I'm doing a lot of production stuff. I'm doing a lot of Remixes. From mainstream remixes as well as a lot of the Bollywood mixes.
Tell us about the Bollywood scene? I started to do the Bollywood stuff back in 93, 94. I was probably like the first south asian DJ to touch Bollywood music in Houston. There's a radio station called Masala Radio. They used to do monthly events at Club Crystal. I started djing those events. At that time the Bollywood scene was really fresh. We were getting flown around everywhere for this movement. What started out with 150 people ended up being like 2000 people listening to the Bollywood dance stuff. A lot of the remixes that we play at the Bollywood events, it's on par with a lot of the house music. You might not understand the lyrics, but you definitely can relate to the beats.
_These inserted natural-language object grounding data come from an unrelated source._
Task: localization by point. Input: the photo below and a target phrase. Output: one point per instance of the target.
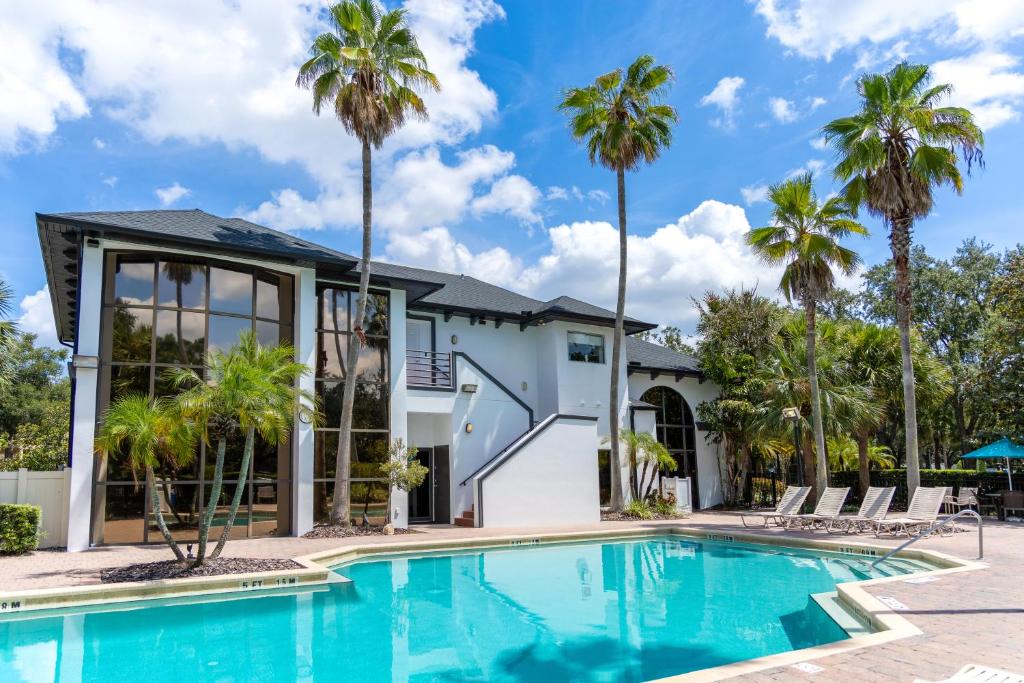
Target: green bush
(18, 528)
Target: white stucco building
(505, 396)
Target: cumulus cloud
(171, 194)
(725, 96)
(37, 317)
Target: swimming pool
(597, 610)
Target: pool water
(609, 610)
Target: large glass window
(161, 312)
(676, 431)
(337, 307)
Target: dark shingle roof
(654, 356)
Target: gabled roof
(61, 236)
(646, 356)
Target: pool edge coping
(317, 568)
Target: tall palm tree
(154, 434)
(893, 153)
(251, 388)
(804, 236)
(366, 70)
(623, 122)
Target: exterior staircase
(467, 518)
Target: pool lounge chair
(974, 673)
(827, 509)
(922, 512)
(790, 504)
(872, 508)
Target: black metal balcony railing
(428, 369)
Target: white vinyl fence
(49, 492)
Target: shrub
(18, 528)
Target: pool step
(467, 518)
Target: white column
(305, 352)
(86, 366)
(399, 415)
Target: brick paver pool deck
(968, 617)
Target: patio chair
(922, 512)
(790, 504)
(872, 508)
(825, 511)
(974, 673)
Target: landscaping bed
(184, 569)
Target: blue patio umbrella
(1004, 449)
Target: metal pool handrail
(939, 524)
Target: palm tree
(366, 70)
(893, 153)
(805, 237)
(155, 434)
(251, 388)
(623, 123)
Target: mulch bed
(179, 569)
(338, 531)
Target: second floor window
(586, 348)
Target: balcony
(428, 369)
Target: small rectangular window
(586, 348)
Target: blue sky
(208, 116)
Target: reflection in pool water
(590, 611)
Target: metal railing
(428, 369)
(937, 525)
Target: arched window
(676, 431)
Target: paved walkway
(974, 616)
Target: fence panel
(47, 489)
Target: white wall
(709, 473)
(552, 479)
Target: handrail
(940, 524)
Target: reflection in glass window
(586, 348)
(133, 281)
(230, 291)
(180, 337)
(181, 285)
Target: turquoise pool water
(591, 611)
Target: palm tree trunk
(821, 472)
(159, 514)
(340, 514)
(616, 486)
(864, 475)
(211, 505)
(247, 456)
(899, 239)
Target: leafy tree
(366, 70)
(153, 433)
(624, 124)
(804, 236)
(251, 388)
(892, 154)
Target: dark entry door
(442, 486)
(421, 508)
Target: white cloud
(512, 195)
(171, 194)
(754, 194)
(822, 28)
(987, 83)
(37, 317)
(782, 110)
(725, 96)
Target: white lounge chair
(827, 508)
(923, 512)
(974, 673)
(872, 508)
(790, 504)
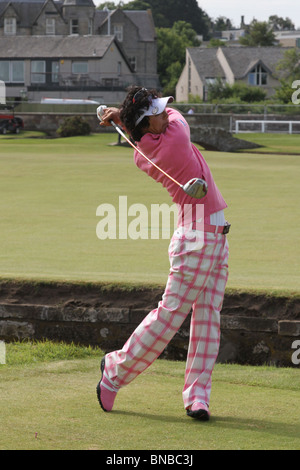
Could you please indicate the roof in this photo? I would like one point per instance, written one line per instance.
(142, 19)
(240, 58)
(34, 47)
The Bollywood scene has come a long way. There's a lot more DJs doing remixes, producing. Houston was one of the main cities that started this Bollywood party scene. DJs from new york la Chicago they would love to come play for the crowd here. And then it hit rock bottom. We're still trying to revive and maintain the scene so it doesn't go back down again. We have a couple of promoters, including are promotion group, which consists of Yogi G (who does Generasian radio) and as well as ABCD Houston and Uzazi entertainment. We bring guys from India and London as well as local guys.
Favorite quote? "The DJ is the artist, the dance floor is the canvas, the crowd is the art."